Troisième roman de
Colin Niel que je lis, troisième coup de coeur…
Darwyne a 10 ans, il vit avec sa mère dans un bidonville de Cayenne. Plus que tout, le petit garçon aimerait que sa mère l'aime et ne plus la partager avec les beaux-pères de passage. Mais Yolanda ne montre aucune affection à cet enfant différent, aux jambes tordues et au regard sans cesse tourné vers la forêt qui borde leur cabane. La forêt, Yolanda l'a en horreur, elle est terrifiée par cette immensité inconnue et menaçante. Arrive dans leur vie Mathurine, éducatrice pour les services sociaux, qui mène une enquête après avoir reçu un signalement de maltraitance. Très vite Mathurine est fascinée par le lien entre l'enfant et la forêt. Entre cette femme en mal d'enfant et l'enfant mal-aimé, petit à petit une relation se noue.

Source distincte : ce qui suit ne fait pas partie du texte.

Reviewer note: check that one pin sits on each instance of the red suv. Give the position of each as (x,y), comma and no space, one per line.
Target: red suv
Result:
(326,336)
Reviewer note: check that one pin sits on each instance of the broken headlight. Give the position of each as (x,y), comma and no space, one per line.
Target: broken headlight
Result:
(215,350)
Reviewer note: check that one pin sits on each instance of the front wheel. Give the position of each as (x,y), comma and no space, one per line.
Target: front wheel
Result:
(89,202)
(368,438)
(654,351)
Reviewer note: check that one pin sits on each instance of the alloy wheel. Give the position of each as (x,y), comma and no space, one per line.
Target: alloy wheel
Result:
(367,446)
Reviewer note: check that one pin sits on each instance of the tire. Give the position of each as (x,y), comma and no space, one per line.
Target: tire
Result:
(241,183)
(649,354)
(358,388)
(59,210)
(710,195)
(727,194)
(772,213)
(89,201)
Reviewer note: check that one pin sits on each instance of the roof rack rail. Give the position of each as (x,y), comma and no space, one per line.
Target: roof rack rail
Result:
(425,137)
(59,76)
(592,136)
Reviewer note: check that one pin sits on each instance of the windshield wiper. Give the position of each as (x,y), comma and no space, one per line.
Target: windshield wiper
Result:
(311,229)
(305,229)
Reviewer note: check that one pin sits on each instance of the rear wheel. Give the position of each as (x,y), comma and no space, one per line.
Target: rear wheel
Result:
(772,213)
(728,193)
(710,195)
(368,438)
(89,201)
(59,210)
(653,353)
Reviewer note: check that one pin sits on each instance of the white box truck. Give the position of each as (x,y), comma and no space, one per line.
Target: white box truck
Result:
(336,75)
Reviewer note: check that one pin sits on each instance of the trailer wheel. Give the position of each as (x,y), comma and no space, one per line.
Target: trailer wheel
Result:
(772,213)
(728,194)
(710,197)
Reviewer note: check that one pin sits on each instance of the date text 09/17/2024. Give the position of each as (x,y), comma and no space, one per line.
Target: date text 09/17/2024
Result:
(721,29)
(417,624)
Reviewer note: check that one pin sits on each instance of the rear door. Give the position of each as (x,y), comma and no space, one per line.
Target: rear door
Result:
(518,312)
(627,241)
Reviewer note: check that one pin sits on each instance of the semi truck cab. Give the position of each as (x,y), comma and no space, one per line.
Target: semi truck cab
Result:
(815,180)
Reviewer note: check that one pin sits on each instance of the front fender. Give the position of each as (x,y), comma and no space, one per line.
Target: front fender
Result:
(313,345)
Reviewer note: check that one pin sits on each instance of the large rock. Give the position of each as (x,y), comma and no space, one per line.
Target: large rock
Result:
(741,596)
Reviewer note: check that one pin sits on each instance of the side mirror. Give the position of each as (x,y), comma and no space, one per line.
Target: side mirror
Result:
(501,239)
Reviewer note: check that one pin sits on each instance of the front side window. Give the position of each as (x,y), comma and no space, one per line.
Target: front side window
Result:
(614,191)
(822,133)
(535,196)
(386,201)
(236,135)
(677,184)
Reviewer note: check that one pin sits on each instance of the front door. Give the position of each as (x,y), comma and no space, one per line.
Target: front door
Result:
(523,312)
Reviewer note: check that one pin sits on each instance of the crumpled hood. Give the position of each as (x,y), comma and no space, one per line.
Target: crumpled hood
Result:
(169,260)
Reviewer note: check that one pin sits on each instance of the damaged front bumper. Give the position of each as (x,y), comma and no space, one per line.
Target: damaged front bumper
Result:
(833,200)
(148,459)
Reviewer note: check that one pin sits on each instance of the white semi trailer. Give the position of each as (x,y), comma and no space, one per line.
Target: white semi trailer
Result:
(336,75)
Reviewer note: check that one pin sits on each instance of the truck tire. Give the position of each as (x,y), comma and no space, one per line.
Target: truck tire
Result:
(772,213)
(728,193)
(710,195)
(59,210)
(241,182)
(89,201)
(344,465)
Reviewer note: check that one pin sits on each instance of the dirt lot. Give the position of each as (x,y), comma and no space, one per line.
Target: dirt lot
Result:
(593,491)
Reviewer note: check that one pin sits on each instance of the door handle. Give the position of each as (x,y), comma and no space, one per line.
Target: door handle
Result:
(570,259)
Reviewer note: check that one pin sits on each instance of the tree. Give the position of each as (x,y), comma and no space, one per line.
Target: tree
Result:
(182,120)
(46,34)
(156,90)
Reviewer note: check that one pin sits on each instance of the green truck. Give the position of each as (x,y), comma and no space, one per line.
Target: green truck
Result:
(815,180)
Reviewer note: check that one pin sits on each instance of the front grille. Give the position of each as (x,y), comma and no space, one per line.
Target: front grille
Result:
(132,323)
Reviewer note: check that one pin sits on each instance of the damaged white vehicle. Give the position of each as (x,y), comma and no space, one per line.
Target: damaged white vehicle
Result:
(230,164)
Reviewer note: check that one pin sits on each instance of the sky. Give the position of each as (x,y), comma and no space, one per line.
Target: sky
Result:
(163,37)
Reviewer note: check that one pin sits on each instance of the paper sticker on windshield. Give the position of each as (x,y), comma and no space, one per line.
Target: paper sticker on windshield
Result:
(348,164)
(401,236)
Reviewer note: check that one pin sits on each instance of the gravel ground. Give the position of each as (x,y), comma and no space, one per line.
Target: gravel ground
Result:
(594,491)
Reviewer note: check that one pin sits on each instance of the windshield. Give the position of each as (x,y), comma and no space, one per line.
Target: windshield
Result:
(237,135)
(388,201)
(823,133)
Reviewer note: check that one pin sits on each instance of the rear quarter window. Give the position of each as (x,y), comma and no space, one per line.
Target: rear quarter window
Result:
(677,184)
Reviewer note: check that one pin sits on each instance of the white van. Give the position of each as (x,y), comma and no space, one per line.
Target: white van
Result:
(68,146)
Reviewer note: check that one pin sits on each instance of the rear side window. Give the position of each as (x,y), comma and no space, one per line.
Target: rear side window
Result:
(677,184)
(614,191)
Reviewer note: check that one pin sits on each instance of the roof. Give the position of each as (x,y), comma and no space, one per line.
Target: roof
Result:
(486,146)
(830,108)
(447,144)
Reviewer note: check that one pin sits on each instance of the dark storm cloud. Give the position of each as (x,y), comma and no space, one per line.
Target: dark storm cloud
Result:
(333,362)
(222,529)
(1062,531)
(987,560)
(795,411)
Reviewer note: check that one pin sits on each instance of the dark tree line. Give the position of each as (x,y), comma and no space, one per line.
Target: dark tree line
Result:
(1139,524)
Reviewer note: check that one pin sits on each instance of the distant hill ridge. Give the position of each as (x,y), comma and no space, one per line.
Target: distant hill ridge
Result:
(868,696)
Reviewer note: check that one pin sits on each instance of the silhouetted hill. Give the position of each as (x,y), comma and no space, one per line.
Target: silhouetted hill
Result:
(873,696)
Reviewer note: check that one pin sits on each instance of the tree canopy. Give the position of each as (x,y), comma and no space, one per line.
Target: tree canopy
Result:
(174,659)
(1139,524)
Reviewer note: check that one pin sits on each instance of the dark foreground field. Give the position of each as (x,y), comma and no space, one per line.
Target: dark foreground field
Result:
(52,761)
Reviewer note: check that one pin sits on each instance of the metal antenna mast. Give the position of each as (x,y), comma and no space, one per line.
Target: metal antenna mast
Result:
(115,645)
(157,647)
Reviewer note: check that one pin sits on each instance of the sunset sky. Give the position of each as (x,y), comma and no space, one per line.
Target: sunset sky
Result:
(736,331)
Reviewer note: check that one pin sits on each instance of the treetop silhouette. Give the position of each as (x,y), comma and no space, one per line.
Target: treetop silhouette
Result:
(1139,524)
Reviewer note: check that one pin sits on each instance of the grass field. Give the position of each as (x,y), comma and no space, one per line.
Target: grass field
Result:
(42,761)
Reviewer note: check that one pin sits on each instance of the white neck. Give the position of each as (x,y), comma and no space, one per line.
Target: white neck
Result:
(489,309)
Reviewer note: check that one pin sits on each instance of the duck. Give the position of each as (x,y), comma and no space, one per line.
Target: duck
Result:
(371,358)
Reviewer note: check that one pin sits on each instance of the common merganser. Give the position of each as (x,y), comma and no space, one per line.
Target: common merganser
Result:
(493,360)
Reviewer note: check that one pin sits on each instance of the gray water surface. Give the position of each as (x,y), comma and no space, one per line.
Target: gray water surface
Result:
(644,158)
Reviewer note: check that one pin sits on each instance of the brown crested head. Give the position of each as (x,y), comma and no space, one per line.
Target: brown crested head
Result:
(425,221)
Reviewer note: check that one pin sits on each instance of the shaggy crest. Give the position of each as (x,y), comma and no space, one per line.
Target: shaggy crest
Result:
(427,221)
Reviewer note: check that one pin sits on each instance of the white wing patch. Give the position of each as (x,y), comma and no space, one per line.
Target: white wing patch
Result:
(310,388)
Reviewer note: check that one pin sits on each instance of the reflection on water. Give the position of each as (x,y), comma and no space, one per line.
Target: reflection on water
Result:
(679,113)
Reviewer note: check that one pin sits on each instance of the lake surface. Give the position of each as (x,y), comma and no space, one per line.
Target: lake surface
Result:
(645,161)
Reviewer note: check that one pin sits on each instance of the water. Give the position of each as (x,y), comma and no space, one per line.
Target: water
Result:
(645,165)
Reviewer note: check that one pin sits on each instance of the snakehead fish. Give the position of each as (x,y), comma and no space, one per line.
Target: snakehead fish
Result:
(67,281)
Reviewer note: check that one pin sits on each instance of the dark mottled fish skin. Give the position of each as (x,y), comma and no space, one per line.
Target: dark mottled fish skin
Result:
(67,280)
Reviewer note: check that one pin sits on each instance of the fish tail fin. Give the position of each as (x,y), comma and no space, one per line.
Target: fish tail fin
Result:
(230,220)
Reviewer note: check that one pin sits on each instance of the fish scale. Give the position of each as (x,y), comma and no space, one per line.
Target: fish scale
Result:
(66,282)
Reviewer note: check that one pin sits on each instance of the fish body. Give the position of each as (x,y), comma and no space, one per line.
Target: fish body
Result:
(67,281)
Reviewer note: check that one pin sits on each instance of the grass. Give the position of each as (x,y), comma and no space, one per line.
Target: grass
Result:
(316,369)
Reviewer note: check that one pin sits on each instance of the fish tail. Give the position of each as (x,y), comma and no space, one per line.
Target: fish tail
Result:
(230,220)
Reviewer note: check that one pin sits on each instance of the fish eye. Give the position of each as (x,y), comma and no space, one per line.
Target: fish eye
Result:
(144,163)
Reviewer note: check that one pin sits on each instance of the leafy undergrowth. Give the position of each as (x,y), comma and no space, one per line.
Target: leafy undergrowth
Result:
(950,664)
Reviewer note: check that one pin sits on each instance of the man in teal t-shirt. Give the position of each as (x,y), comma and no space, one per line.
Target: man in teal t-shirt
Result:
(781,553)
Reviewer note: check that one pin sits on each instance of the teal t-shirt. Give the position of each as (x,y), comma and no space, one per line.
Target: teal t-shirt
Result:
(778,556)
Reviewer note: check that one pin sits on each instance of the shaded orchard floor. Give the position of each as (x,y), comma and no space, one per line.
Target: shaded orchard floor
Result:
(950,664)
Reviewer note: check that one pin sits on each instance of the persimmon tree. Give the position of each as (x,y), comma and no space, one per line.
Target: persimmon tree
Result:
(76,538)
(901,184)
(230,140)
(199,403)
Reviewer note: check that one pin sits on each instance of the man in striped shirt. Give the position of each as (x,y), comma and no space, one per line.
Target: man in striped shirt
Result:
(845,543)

Au coeur de ce roman, un enfant. Un personnage étonnant et attachant, avec une grande part de mystère. Est-ce que
Darwyne est simplement un petit garçon handicapé et solitaire ? Ou est-il un être fantastique, qui appartient plus à la forêt amazonienne qu'au monde des hommes ? Tout le temps du roman, il est à la lisière des deux mondes, incapable de choisir. On ne peut qu'être touché par cet enfant, rejeté par tous à cause de sa différence, y compris et surtout par celle qu'il aime plus que tout. Mais on peut aussi, et surtout pour ma part, être fasciné par le lien mystérieux qui unit l'enfant et la forêt.
Darwyne comprend la forêt, mais cette connaissance n'a rien de théorique. Il ressent, vit la forêt, comme personne, connaît chaque plante, chaque arbre, chaque créature.
La relation entre
Darwyne et sa mère, amour absolu d'un côté et rejet de l'autre, est douloureuse pour le lecteur. le garçon représente tout ce que Yolanda rejette. Elle souhaite une autre vie à ses enfants, qu'ils s'extraient de la pauvreté, du bidonville et de cette proximité avec la forêt, pour rejoindre un monde civilisé, vivre dans une vraie maison et avoir un véritable emploi. Comme l'a fait sa fille aînée. Mais
Darwyne la renvoie à une animalité qui l'effraie, alors elle lui renvoie sa peur sous forme de colère et est prête à tout pour le (re)dresser.
Si par son travail Mathurine côtoie la pauvreté extrême, elle ne la vit pas. Passionnée par la forêt, elle s'y réfugie pour oublier le quotidien, les piles de dossiers d'enfants maltraités et surtout son désir d'enfant. C'est donc un tout autre regard qu'elle porte sur
Darwyne. Elle voit toute la beauté de cet enfant extraordinaire et cherche doucement à l'apprivoiser.
Yolanda et Mathurine incarnent deux figures maternelles, mais aussi l'opposition entre deux mondes. Yolanda est le seul lien qui retient
Darwyne dans le monde des hommes, Mathurine le relie encore un peu plus à la forêt. Encore aujourd'hui, la forêt amazonienne cache de nombreux secrets (pour info, entre 2014 et 2015, 381 nouvelles espèces animales et végétales ont été découvertes dans la région amazonienne !). Il y a d'ailleurs une très belle scène dans laquelle Darwyyne feuillette les livres naturalistes de Mathurine qu'il trouve bien pauvres. Car lui a vu bien plus dans la forêt. Des plantes, des animaux, des créatures plus étonnantes encore peut-être qui n'ont jamais été répertoriés. Cette scène illustre parfaitement à la fois ce qui nous reste à découvrir de la forêt amazonienne (trésor inestimable malheureusement en grand danger…) et le mystère lié à ce monde primaire, inconnu, à la fois fascinant et inquiétant. Une forêt qui semble d'ailleurs douée d'une volonté propre et avancer à la rencontre de
Darwyne. Jonhson, le beau-père n°8, a l'impression que la forêt pousse plus vite sur leur terrain que sur ceux des voisins. Et il s'interroge. Est-ce à cause de l'emplacement, de la lumière, de la terre sur leur parcelle ? Ou y a-t-il une raison plus étrange liée à
Darwyne ? Comme ces animaux qui rôdent près du carbet et s'approchent de l'enfant…
Comme dans les précédents romans que j'ai aimé de l'auteur, ce nouveau roman mêle à la fois des thématiques sociales très actuelles (ici maltraitances familiales, pauvreté, condition des immigrés …) et le rapport de l'homme à la nature. C'est un très beau roman, fort et vibrant,à l'atmosphère envoûtante frôlant parfois le fantastique. Je me suis complétement laissée porter par l'histoire de cet enfant extraordinaire inspiré d'une légende amazonienne et par cette immersion dans la splendeur de la forêt.